From the results, P. niruri extract (59.06 mg GAE/g) exhibited slightly higher phenolic content compared to M.
pudica extract (44.29 mg GAE/g). These findings emphasize the phytochemical abundance and antioxidant
ability of these plants, supporting their effectiveness as medicinal plants.
Keywords--Phyllanthus niruri, Mimosa pudica, phytochemicals, total phenolic content, Sarawak medicinal
plants
INTRODUCTION
Phyllanthus niruri is a small annual herb that can grows up to 30-60 cm tall with branched stem at the base and
abundant oblong leaves. This plant belongs to Phyllanthaceae family and it grows naturally throughout the
tropical and subtropical regions of the world including Malaysia, Indonesia, Thailand, Vietnam, and India [1].
In Malaysia, P. niruri is known as ‘dukong anak’and has been traditionally used to treat cough and kidney
disorders [2]. In other regions, P. niruri has also been used in traditional medicine in the management of wide
range of ailments including jaundice, diarrhea, asthma, bronchitis, and tuberculosis [3][4].
Mimosa pudica belongs to Fabaceae family and it is an annual/perennial herb that grows in trail.
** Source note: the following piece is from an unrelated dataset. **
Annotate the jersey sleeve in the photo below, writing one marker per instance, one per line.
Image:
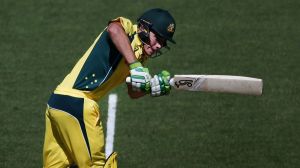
(126, 23)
The plant
consists of prickly stems and fern-like leaves that gets sensitive when touched. The common name of M.
pudica is touch me not and it is known as ‘pokok semalu’ in Malaysia. The plant is native to Central and South
America, however now it can be found in many warm regions across the world. The benefits of M. pudica as
medicinal plant is well known and it has been used for wound healing, inflammation, diarrhea, urinary
disorders, and many more [5]. Furthermore, recent studies revealed that M. pudica to be capable of treating
psychological disorders such as depression and mental distress [6].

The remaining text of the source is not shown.